UAMS approved for $85M NWA building; site to be determined

by Paul Gatling ([email protected]) 2,973 views 

UAMS Chancellor Cam Patterson. (Photo by Evan Lewis/UAMS).

In March, the University of Arkansas System board of trustees approved an $85 million project in Northwest Arkansas proposed by the University of Arkansas for Medical Sciences (UAMS).

A 185,000-square-foot orthopedic and sports medicine facility will be built at a location to be determined. Marlon Blackwell Architects and DSC Architects will lead the building’s design. Nabholz Construction will be the general contractor. UAMS’ goal is to open the facility by 2023.

Chancellor Cam Patterson said UAMS plans to issue bonds to cover the cost, a change in course from a funding partnership proposed this past fall.
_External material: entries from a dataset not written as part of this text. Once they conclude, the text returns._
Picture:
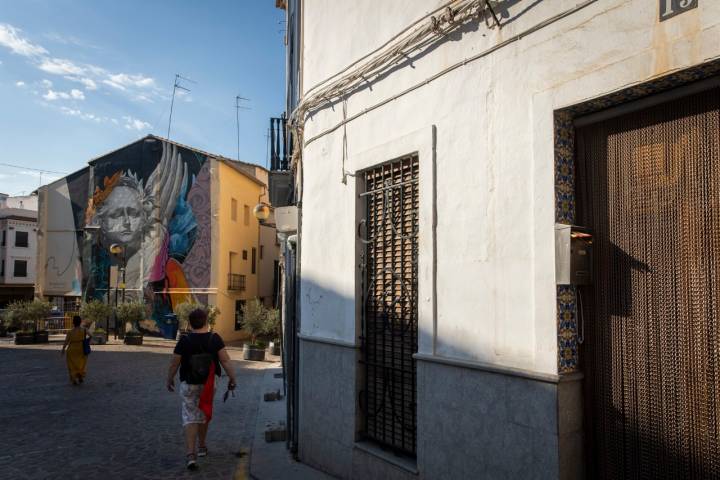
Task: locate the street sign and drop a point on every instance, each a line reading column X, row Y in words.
column 671, row 8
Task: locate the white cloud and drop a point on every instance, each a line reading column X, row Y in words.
column 53, row 95
column 10, row 38
column 89, row 83
column 126, row 80
column 75, row 94
column 73, row 112
column 60, row 66
column 136, row 124
column 114, row 85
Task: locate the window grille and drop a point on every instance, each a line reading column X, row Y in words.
column 21, row 239
column 20, row 269
column 390, row 317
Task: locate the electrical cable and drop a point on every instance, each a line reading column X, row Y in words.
column 33, row 169
column 450, row 68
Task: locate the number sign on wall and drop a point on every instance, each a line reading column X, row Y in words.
column 670, row 8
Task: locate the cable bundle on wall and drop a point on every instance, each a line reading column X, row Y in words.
column 433, row 26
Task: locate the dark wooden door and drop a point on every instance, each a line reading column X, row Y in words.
column 648, row 184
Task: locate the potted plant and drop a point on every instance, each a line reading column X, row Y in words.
column 131, row 314
column 254, row 315
column 3, row 324
column 273, row 329
column 99, row 337
column 37, row 312
column 213, row 312
column 94, row 312
column 19, row 320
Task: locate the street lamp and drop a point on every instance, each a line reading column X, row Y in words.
column 261, row 211
column 119, row 252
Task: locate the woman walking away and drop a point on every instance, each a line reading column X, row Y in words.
column 76, row 358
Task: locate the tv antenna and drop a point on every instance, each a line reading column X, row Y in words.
column 238, row 107
column 176, row 87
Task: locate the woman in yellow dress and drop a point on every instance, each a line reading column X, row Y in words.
column 76, row 358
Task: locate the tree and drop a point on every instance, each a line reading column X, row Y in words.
column 24, row 315
column 254, row 318
column 95, row 311
column 260, row 321
column 131, row 313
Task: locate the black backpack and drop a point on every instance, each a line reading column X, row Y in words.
column 200, row 365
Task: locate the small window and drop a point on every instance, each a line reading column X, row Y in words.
column 20, row 268
column 21, row 239
column 239, row 304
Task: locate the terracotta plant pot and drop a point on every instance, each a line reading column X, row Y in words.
column 253, row 354
column 41, row 337
column 274, row 348
column 24, row 338
column 131, row 339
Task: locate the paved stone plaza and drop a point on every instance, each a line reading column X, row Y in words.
column 121, row 423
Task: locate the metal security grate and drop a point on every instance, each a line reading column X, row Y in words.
column 390, row 325
column 649, row 186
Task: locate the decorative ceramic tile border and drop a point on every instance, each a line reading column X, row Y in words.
column 568, row 356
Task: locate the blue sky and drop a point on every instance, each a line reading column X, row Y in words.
column 79, row 78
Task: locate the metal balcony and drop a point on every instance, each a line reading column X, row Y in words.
column 236, row 282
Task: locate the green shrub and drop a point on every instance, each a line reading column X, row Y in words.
column 95, row 311
column 25, row 315
column 260, row 321
column 131, row 313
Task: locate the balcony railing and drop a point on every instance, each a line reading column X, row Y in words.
column 236, row 282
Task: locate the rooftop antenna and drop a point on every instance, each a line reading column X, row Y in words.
column 176, row 86
column 238, row 107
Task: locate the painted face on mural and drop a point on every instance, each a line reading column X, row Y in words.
column 122, row 217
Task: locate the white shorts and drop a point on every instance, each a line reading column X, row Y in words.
column 190, row 395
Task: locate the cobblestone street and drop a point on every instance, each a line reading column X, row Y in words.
column 121, row 423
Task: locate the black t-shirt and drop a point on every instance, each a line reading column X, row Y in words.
column 194, row 343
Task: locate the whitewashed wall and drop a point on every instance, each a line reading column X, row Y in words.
column 494, row 153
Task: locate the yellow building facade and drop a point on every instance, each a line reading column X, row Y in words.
column 244, row 249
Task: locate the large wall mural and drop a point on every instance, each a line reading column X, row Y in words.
column 152, row 199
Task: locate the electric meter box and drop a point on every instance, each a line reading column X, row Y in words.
column 286, row 219
column 573, row 255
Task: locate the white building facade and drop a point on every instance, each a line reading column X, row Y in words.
column 437, row 338
column 18, row 254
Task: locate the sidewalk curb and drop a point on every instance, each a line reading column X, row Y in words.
column 272, row 461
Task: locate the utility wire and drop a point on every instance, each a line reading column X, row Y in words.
column 33, row 169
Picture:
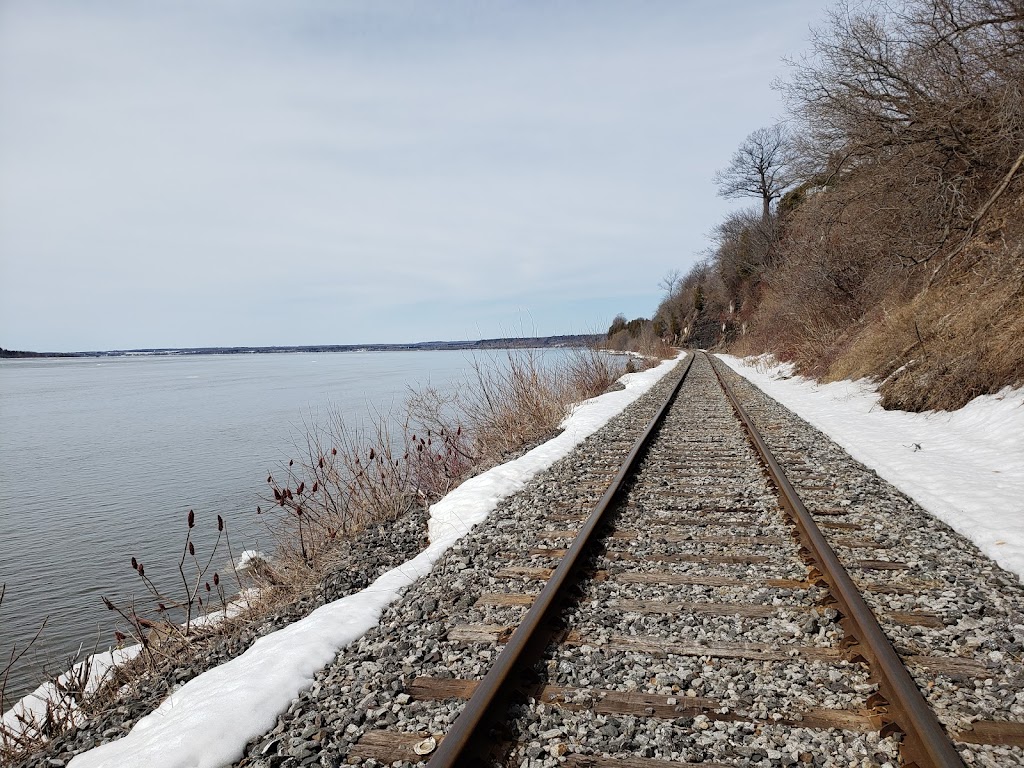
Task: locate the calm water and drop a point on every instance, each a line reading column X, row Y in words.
column 101, row 459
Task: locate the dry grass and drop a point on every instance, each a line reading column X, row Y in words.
column 343, row 479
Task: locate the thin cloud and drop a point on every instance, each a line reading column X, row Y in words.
column 263, row 173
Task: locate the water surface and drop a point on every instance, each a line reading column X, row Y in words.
column 100, row 460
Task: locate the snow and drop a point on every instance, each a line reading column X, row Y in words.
column 966, row 467
column 209, row 720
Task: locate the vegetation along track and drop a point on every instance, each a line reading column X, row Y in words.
column 701, row 626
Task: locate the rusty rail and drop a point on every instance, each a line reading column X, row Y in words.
column 901, row 704
column 458, row 745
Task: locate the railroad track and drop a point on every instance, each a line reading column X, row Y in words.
column 683, row 606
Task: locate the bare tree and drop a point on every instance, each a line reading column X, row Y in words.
column 759, row 168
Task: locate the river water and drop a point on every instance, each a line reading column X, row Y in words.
column 101, row 459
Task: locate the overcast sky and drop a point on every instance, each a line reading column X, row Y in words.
column 249, row 172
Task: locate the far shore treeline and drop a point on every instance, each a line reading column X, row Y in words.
column 522, row 342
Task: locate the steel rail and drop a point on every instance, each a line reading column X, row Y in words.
column 926, row 743
column 455, row 749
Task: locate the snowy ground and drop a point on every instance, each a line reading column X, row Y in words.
column 208, row 721
column 966, row 467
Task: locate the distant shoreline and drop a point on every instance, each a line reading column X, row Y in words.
column 579, row 340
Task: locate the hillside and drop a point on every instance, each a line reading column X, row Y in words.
column 888, row 238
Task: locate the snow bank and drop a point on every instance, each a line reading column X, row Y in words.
column 208, row 721
column 966, row 467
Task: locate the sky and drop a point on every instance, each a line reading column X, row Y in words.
column 229, row 172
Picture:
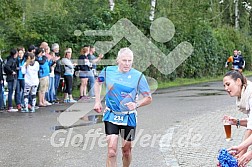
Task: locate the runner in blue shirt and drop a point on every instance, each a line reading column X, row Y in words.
column 123, row 84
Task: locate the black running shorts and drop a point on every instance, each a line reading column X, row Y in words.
column 126, row 132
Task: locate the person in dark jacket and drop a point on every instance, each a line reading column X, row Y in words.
column 1, row 84
column 57, row 69
column 10, row 69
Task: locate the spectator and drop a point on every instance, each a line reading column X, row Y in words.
column 19, row 92
column 10, row 69
column 93, row 60
column 1, row 84
column 50, row 95
column 57, row 69
column 43, row 76
column 85, row 71
column 68, row 76
column 30, row 69
column 238, row 86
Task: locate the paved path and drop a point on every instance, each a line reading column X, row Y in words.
column 182, row 127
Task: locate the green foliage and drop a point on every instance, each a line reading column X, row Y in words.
column 207, row 25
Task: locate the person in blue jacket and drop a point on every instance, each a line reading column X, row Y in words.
column 123, row 85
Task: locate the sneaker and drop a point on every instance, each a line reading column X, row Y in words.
column 25, row 110
column 85, row 97
column 19, row 107
column 48, row 104
column 33, row 109
column 29, row 107
column 72, row 101
column 11, row 109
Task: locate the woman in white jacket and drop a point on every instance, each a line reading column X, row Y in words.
column 30, row 70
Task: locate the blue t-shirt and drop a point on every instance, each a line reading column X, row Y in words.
column 122, row 88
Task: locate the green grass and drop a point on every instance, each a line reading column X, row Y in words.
column 175, row 83
column 190, row 81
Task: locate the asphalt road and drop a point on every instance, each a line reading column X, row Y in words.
column 38, row 139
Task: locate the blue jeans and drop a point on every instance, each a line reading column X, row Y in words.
column 56, row 84
column 1, row 94
column 50, row 95
column 11, row 88
column 91, row 81
column 19, row 92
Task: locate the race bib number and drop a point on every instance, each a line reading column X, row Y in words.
column 118, row 119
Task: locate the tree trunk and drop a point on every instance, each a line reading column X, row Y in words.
column 152, row 10
column 111, row 5
column 236, row 15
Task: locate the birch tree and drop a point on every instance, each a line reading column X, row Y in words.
column 111, row 5
column 152, row 10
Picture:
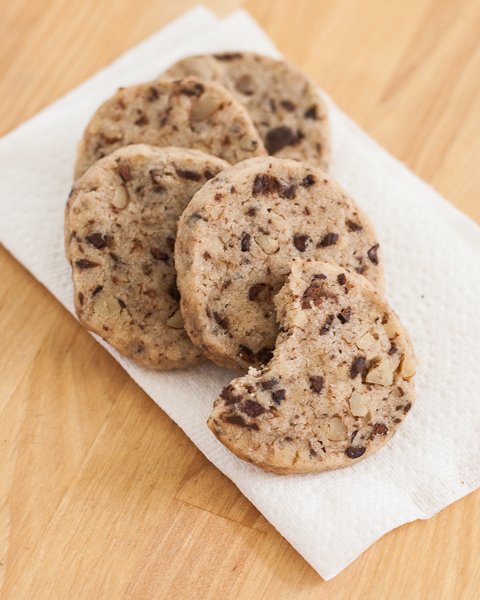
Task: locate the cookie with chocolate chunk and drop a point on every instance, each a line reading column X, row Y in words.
column 186, row 113
column 120, row 230
column 338, row 387
column 283, row 103
column 236, row 241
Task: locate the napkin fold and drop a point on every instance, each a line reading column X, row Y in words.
column 432, row 254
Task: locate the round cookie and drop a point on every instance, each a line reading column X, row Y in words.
column 236, row 241
column 338, row 387
column 186, row 113
column 283, row 103
column 120, row 230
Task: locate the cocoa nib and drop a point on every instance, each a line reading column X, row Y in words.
column 326, row 326
column 317, row 383
column 379, row 429
column 236, row 420
column 252, row 408
column 222, row 321
column 246, row 354
column 352, row 226
column 124, row 172
column 229, row 396
column 345, row 315
column 97, row 239
column 268, row 384
column 259, row 293
column 278, row 396
column 358, row 364
column 355, row 452
column 308, row 180
column 246, row 238
column 372, row 254
column 84, row 264
column 156, row 253
column 191, row 175
column 300, row 242
column 278, row 138
column 265, row 184
column 329, row 240
column 264, row 356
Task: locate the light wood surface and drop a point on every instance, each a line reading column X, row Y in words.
column 101, row 495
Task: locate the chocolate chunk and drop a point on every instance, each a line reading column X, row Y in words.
column 288, row 106
column 246, row 242
column 222, row 321
column 352, row 226
column 229, row 396
column 197, row 90
column 308, row 180
column 372, row 254
column 153, row 95
column 252, row 408
column 266, row 184
column 227, row 56
column 156, row 253
column 317, row 383
column 379, row 429
column 259, row 293
column 355, row 452
column 326, row 326
column 97, row 239
column 300, row 242
column 289, row 192
column 124, row 172
column 329, row 240
column 345, row 315
column 278, row 396
column 358, row 364
column 174, row 293
column 268, row 384
column 236, row 420
column 84, row 264
column 142, row 121
column 246, row 354
column 264, row 355
column 190, row 175
column 278, row 138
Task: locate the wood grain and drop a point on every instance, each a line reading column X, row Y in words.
column 101, row 495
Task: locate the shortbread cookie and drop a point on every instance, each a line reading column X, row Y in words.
column 338, row 387
column 236, row 241
column 121, row 224
column 187, row 113
column 283, row 103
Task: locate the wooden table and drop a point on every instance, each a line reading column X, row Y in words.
column 101, row 495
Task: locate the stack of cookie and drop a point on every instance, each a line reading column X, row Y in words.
column 202, row 224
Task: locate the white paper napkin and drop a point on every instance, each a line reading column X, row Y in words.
column 432, row 253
In October, the board authorized UAMS to negotiate the terms of a letter of intent to pursue a new building lease agreement with commercial real estate development firm Cushman & Wakefield/Sage Partners in Rogers.

As part of the negotiated lease, UAMS would have the option to assume the outstanding debt at a mutually agreeable date or purchase the facility for $1 at the end of a 30-year lease term.

“It’s going to be a little cheaper for us to do this through the bond market than the lease deal we initially proposed to the board,” Patterson said in a recent interview. “Given where bond rates are right now, we feel like that is a better deal there.”

Patterson said Moody’s Investors Service recently reaffirmed the UA System’s Aa2 bond rating, the third-highest long-term credit rating that Moody’s assigns. The UA system includes the Fayetteville campus and 12 other two-year and four-year campuses across the state. The system had $3.2 billion in operating revenue in fiscal 2020 and enrolled over 53,000 full-time equivalent students in fall 2020.

UAMS is the state’s only comprehensive academic medical center. It established a Northwest Arkansas regional campus in 2007 in the former 323,510-square-foot Washington Regional Medical Center on College Avenue in Fayetteville but does not have a surgical center or hospital in the region.

Patterson said he expects to ask for board approval to go to the bond market at the next scheduled meeting May 26-27. The new orthopedic and sports medicine facility will include up to 12 operating rooms and a limited number of patient beds. The building’s specialty clinics will consist of sports performance, physical therapy, orthopedic, imaging, research and education.

In the past year, UAMS has bolstered its orthopedic practice in the region by hiring five surgeons: Wesley Cox, Patrick Brannan, Tyler CarlLee, Navin Kilambi and Chad Songy. They are performing surgeries at other facilities. A UAMS facility would create additional revenue.

“These surgeons are only able to generate professional fees for such cases; the technical/hospital-based part of the fee is collected by the facility where the surgery is performed,” UA System President Don Bobbitt wrote in a letter to the board this past fall. “If the cases could be performed at a UAMS facility, this technical fee would also be secured by UAMS, which would result in a projected $3 million to $4 million margin on the orthopedic practice alone.”

Amanda George, vice chancellor of finance and CFO at UAMS, said previously that UAMS’ orthopedic practice in Northwest Arkansas now runs at an annual deficit of approximately $3 million.

UAMS currently leases two sites in Lowell and Fayetteville to provide orthopedic clinical services. Those clinics would close once the new building opens.

UAMS was also announced recently as the new sports medicine provider for the University of Arkansas athletics department. At least one trustee referenced that fact after the March board meeting.

“That will be a great recruiting tool for athletes that we’re recruiting,” UA System trustee Steve Cox told the Arkansas Democrat-Gazette following the meeting. Cox is a Jonesboro businessman who played football for the Razorbacks. “I think you take an athlete by there and show them how they’re going to be taken care of, in that manner — that’s got to be big-time.”

Patterson told the Northwest Arkansas Business Journal the facility’s goal would be to serve patients elsewhere, not just in Northwest Arkansas.

“I suspect we will see competitive athletes from all over the country come to Northwest Arkansas and getting their care here,” he said.

UAMS is also building an $85 million surgical hospital in Little Rock. The project is being paid for by a bond issue approved this year by the University of Arkansas Board of Trustees.

With four floors providing more than 158,000 square feet in space, the hospital will be an extension of the UAMS Medical Center.